Verzoeker heeft aangegeven dat hij mogelijk tekort is geschoten in zijn controletaken, maar hij vindt dat sprake is van verminderde verwijtbaarheid omdat van hem niet kan worden verwacht dat hij het pand iedere dag controleert, zeker omdat meerdere personen toegang hebben tot het pand. De voorzieningenrechter is van oordeel dat de burgemeester heeft kunnen vinden dat verzoeker als huurder van het pand en als verhuurder aan bewoners op de bovenverdieping verantwoordelijk is voor het toezicht op wat er in het pand gebeurt, juist omdat meerdere personen onbeperkt toegang hebben. Deze verantwoordelijkheid impliceert dat verzoeker niet kan worden gevolgd in zijn stelling dat sprake is van verminderde verwijtbaarheid.

Conclusie en gevolgen

5. De voorzieningenrechter komt tot de conclusie dat geen sprake is van een spoedeisend belang en dat het bestreden besluit niet evident onrechtmatig is. De voorzieningenrechter wijst het verzoek om voorlopige voorziening daarom af. Voor een proceskostenveroordeling of vergoeding van het griffierecht bestaat geen aanleiding.

Beslissing

De voorzieningenrechter wijst het verzoek om voorlopige voorziening af.
Deze uitspraak is gedaan door mr.
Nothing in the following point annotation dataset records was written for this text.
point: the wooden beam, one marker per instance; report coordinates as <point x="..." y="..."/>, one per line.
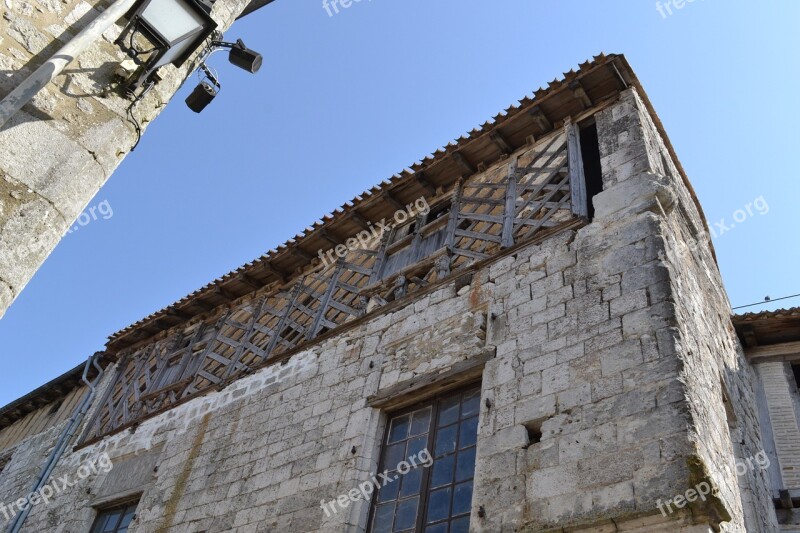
<point x="786" y="351"/>
<point x="462" y="162"/>
<point x="580" y="94"/>
<point x="500" y="142"/>
<point x="541" y="119"/>
<point x="749" y="336"/>
<point x="330" y="237"/>
<point x="360" y="220"/>
<point x="420" y="177"/>
<point x="387" y="197"/>
<point x="218" y="289"/>
<point x="296" y="250"/>
<point x="250" y="282"/>
<point x="270" y="267"/>
<point x="177" y="313"/>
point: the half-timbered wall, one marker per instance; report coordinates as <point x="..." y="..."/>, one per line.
<point x="540" y="189"/>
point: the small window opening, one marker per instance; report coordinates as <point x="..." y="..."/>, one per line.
<point x="4" y="461"/>
<point x="534" y="432"/>
<point x="438" y="212"/>
<point x="796" y="373"/>
<point x="55" y="407"/>
<point x="592" y="169"/>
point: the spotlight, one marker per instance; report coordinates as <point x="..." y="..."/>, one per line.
<point x="203" y="94"/>
<point x="244" y="58"/>
<point x="209" y="87"/>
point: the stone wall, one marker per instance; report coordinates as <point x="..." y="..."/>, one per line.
<point x="712" y="362"/>
<point x="57" y="153"/>
<point x="602" y="355"/>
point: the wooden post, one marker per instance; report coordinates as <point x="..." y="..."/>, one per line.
<point x="257" y="312"/>
<point x="577" y="178"/>
<point x="377" y="268"/>
<point x="507" y="239"/>
<point x="326" y="298"/>
<point x="455" y="207"/>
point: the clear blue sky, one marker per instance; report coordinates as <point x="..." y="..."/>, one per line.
<point x="344" y="102"/>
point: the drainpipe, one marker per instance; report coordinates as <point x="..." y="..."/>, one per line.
<point x="46" y="73"/>
<point x="63" y="442"/>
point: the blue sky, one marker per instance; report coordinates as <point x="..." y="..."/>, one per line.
<point x="346" y="101"/>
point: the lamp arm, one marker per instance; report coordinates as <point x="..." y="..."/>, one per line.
<point x="223" y="44"/>
<point x="210" y="75"/>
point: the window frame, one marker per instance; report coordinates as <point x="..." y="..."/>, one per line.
<point x="425" y="489"/>
<point x="124" y="506"/>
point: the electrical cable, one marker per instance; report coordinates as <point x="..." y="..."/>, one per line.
<point x="767" y="301"/>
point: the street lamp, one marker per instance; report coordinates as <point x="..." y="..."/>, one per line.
<point x="209" y="86"/>
<point x="164" y="32"/>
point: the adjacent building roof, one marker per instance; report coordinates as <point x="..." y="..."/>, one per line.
<point x="768" y="327"/>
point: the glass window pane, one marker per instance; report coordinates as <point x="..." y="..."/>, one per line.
<point x="411" y="483"/>
<point x="388" y="492"/>
<point x="384" y="515"/>
<point x="172" y="19"/>
<point x="415" y="446"/>
<point x="466" y="465"/>
<point x="445" y="441"/>
<point x="442" y="471"/>
<point x="399" y="429"/>
<point x="111" y="521"/>
<point x="406" y="514"/>
<point x="471" y="404"/>
<point x="462" y="498"/>
<point x="468" y="434"/>
<point x="460" y="526"/>
<point x="439" y="505"/>
<point x="395" y="454"/>
<point x="421" y="421"/>
<point x="448" y="411"/>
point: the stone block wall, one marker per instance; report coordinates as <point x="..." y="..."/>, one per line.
<point x="602" y="355"/>
<point x="59" y="150"/>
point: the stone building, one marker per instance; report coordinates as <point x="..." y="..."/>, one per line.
<point x="526" y="331"/>
<point x="57" y="151"/>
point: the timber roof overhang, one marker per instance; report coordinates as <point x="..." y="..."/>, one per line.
<point x="255" y="5"/>
<point x="768" y="327"/>
<point x="594" y="83"/>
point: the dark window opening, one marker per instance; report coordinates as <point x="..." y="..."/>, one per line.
<point x="55" y="407"/>
<point x="438" y="212"/>
<point x="116" y="519"/>
<point x="436" y="497"/>
<point x="4" y="462"/>
<point x="590" y="149"/>
<point x="534" y="432"/>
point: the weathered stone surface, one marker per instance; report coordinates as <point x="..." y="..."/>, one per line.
<point x="603" y="398"/>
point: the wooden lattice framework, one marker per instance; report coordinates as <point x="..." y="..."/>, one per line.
<point x="490" y="211"/>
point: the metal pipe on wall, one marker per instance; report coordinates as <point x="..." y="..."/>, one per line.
<point x="54" y="66"/>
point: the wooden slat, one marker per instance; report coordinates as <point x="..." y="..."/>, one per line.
<point x="577" y="178"/>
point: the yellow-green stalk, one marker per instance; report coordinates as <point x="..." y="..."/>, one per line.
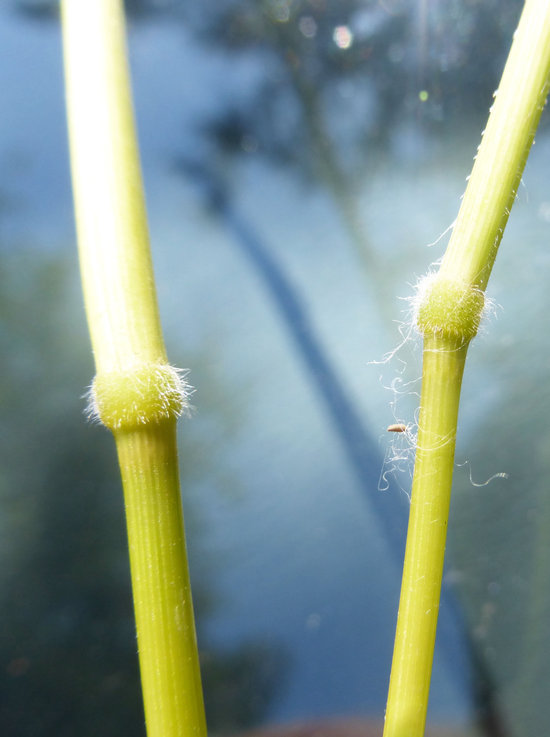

H.M.H. de Koning, voorzieningenrechter, in aanwezigheid van mr. T.N.H. Tran, griffier.
Uitgesproken in het openbaar op 18 juli 2025.
griffier
voorzieningenrechter
Een afschrift van deze uitspraak is verzonden aan partijen op:

Tegen deze uitspraak staat geen hoger beroep of verzet open.

Voetnoten

1.Team Criminele Inlichtingen.
2.Algemene wet bestuursrecht.
3.Onder meer de uitspraak van 28 augustus 2019 (de zogenoemde overzichtsuitspraak), ECLI:NL:RVS:2019:2912.
4.Afdeling bestuursrechtspraak van de Raad van State.